Drawing no red marbles = (48/60 * 47/59 * 46/58 * 45/57 * 44/56) = 0,31 -> Is that correct?

Drawing exactly 1 red = (12/60 * 48/59 * 47/58 * 46/57 * 45/56) * 5 = 0,43

1-0.31-0.43 = 0.26 it does not equal 0.21., that's a difference of 5%

Would that mean drawing exactly 4 or 5 red = 5% ?
Probably. Calculate them and see ...

Like this?

Not drawing red with 8 marbles = 48/60 * 47/59 * 46/58 * 45/57 * 44/56 * 43/55 * 42/54 * 41/53 * 100 = 15% ?
Yes.
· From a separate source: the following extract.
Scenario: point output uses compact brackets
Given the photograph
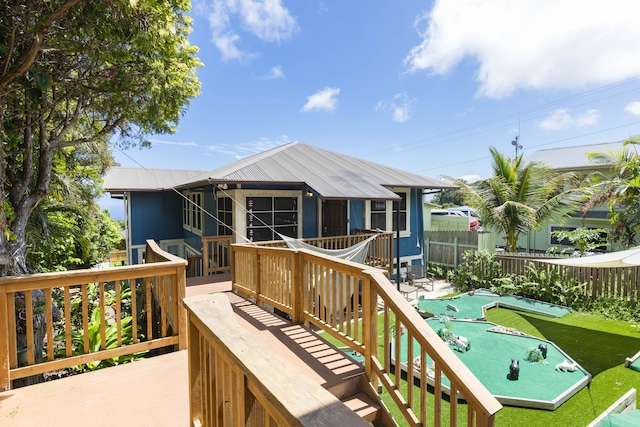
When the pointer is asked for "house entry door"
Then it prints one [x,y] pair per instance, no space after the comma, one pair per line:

So to find the 8, you can just keep multiplying one fraction after another until you get down below 16%.

May I ask another thing: calculating the positions the marbles come out, is hard to keep track of once you start drawing 3+ red marbles.

RED RED RED other other
RED RED other RED other
RED RED other other RED
...
I mean the 10 in this example, which I counted on my fingers:
Are you familiar with combinations? This is 5C3.

#### pka

##### Elite Member
I mean the 10 in this example, which I counted on my fingers:
How can you calculate these positions without resorting to manual work?
Position or order has absolutely nothing to do with this qustion.
This question is all about content. LOOK HERE.
That is the probability of drawing no red or exactly one red.
Subtract that number from one to get the probability at least two reds.